The vectorized image samples along with the target σ form our dataset. This dataset is split such that 70% of the data is for training, 15% for testing and the final 15% is for validation. The near focused/far focused images used to extract depth for the scene were not used in training and these were completely new textures for which σ was to be predicted by the neural network.

4.6 Training Using Fractals and Artificially Generated Images

In order to improve the performance of the system we generated patterns and textures programmatically and used these in our training data. The important characteristic that was common to all these images was that they were of high spatial frequency. The variation of pixel intensity values within a short spatial span is very large. Fractals [13] are mathematical sets that exhibit the property of “self-similarity”. When these sets are visualized these patterns can form very high spatial frequency images. The textures on these images are similar to natural ones but they are free from other optical distortions and hence they are ideal candidates to train our neural network to achieve textural independence.

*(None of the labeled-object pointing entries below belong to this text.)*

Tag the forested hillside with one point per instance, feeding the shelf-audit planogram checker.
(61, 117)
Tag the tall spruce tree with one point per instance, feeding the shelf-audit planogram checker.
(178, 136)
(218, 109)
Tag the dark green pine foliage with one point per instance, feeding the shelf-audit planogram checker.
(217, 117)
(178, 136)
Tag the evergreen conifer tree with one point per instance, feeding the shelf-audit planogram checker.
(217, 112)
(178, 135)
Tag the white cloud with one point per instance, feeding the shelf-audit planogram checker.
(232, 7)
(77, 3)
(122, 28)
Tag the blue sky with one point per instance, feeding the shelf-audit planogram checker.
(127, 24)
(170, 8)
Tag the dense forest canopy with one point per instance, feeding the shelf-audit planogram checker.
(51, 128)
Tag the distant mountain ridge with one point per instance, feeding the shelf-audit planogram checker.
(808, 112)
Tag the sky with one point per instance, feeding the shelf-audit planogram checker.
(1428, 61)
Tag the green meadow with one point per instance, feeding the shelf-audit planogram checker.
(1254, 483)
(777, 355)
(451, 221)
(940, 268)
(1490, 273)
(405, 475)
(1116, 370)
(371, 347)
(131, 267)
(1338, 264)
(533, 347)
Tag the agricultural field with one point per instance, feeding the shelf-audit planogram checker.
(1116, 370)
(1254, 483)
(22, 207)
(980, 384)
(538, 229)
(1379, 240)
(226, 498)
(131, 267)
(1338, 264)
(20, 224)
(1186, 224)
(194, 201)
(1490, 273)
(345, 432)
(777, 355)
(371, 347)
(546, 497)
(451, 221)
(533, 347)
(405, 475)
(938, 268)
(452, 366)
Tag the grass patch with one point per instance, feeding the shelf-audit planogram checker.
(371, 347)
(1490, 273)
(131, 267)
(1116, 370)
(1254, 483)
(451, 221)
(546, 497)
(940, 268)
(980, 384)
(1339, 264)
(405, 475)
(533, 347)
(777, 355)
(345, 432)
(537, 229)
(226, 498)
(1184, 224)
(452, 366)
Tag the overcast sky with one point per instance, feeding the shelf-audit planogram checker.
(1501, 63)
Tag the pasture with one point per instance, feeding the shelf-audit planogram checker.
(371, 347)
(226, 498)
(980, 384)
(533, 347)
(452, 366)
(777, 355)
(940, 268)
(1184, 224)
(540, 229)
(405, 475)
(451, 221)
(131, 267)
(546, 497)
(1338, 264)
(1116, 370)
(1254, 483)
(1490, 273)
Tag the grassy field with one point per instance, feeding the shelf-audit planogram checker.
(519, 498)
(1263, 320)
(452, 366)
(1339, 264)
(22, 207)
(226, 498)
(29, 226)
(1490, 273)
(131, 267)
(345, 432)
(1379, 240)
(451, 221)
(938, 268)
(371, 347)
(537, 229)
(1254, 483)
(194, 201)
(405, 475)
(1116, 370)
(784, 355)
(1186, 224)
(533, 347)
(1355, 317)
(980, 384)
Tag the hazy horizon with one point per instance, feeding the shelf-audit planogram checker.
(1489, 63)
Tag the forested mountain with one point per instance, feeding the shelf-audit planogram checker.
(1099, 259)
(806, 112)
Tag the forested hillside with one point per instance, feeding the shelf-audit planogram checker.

We used just 19 of these fractal images (190000 samples after segmenting the image) as opposed to the previous 148-image training set, to train out network and they underwent similar pre-processing just as the natural images used before being used as training data. The trained network now began to give a mean squared error of 0.974 on the validation set when trying to predict sigma. With this increased performance the network improved significantly in visualizing the 3D variation in depth of scenes.

To compare the performance with the previous network we artificially blurred a sample texture in linearly increasing steps to simulate depth variation as shown in Fig. 5. This image was then assumed to be the near focused image and was rotated by 180° to obtain the far focused image, these images are then fed into the system to predict the simulated depth. If we look at Fig. 5 we can see this improved performance, the depth as predicted by the network trained on fractals is able to predict linear change in depth much better than the one trained on natural textures.

Fig. 5.
figure 5

Some of the images used for training the neural network. The 2 textures on the left are natural and the 2 on the right are fractal patterns.

Finally we implemented the system on real scenes (Fig. 6) and the results are shown in Figs. 7 and 8. From Figs. 7 and 8 we can see that the system is able to discern variation in depth of scenes and is able to form a 3D representation from the two images.

Fig. 6.
figure 6

The blue line in the above figure shows the actual depth variation induced on textures by artificial blurring. The red line shows the depth predicted by a system trained on fractal images. The orange line shows the depth predicted by a network trained on natural images. On the right side we have the near focused and far focused images of two same sample scenes. (For each pair of scene images, the one on the left is the near focused image and the one on the right is the far focused image)

Fig. 7.
figure 7

3D depth maps formed for the two pairs of images shown in Fig. 6

Fig. 8.
figure 8

A colored representation of normalized depth. Blue indicates that the region is closer to the lens aperture and yellow indicates that the region is further away.

5 Conclusion

In this paper we have demonstrated that by using fractal images we are able to enhance the depth maps of scenes significantly when compared to depth maps produced by networks trained using naturally occurring textures. DfD will begin to show erroneous results when the scene is devoid of textures. This can however be rectified by artificial illumination of patterns onto the scene. There is much to be explored with regard to the neural network architecture and in this study we have chosen one based on limited testing; there is significant scope in this domain to improve the system performance even more. The current system produces a relative depth map but if we incorporate the different parameters of the lens and sensor settings we can predict absolute depth of objects within a particular range.